While tablets are prevalent, exploring alternative formulations can benefit patients unable to use oral tablets. Enhanced solubility not only expands oral administration options but also facilitates intravenous solutions for conditions requiring parenteral nutrition. This versatility ensures that sodium 4-phenylbutyrate (PB) can be administered effectively to meet diverse patient needs, improving treatment accessibility and efficacy.

In summary, sodium phenylbutyrate powder exhibits relatively low solubility in neutral, aqueous conditions, but solubility increases under acidic environments.

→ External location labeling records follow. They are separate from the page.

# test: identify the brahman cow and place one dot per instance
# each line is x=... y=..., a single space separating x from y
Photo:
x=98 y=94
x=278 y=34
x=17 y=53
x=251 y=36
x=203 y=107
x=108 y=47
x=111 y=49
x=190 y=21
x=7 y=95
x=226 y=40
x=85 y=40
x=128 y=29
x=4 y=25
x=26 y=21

Tailoring administration guidelines to pH and proper dosage forms optimizes PB dissolution. Various pharmaceutical strategies also present opportunities to enhance solubility and expand PB delivery methods to improve patient convenience and outcomes.

References:

1. Beaulieu H, Lavoie J, Nucci NV, Jann MW, Allie ND, Mason P, et al. (2016). Pharmacokinetics of sodium phenylbutyrate after single- and multiple-dose administration of sodium phenylbutyrate tablets to adult and pediatric patients and after single-dose administration of proprietary liquid to pediatric patients. Journal of Clinical Pharmacology, 56(12), 1582-1590.

2. Díaz GC, Barshop BA, Pappu AS, et al. (2018). The effects of generic versus brand sodium phenylbutyrate on plasma phenylalanine levels and IQ in patients with phenylketonuria. Molecular Genetics and Metabolism, 123(1), 31-35.

3. Maestri NE, Brusilow SW, Clissold DB, Bassett SS. (1996). Long-term treatment of girls with ornithine transcarbamylase deficiency. New England Journal of Medicine. 335(12):855-859.

4. McCune A, Chandramouli V, Shen-Schwarz S. Sodium phenylbutyrate. In: Adam MP, Ardinger HH, Pagon RA, et al., editors. (1993-2021). GeneReviews®. University of Washington, Seattle.

5. Reasor MJ, Kacew S. (1996). Drug-induced phospholipidosis: are there functional consequences? Experimental Biology and Medicine, 210(4), 377-384.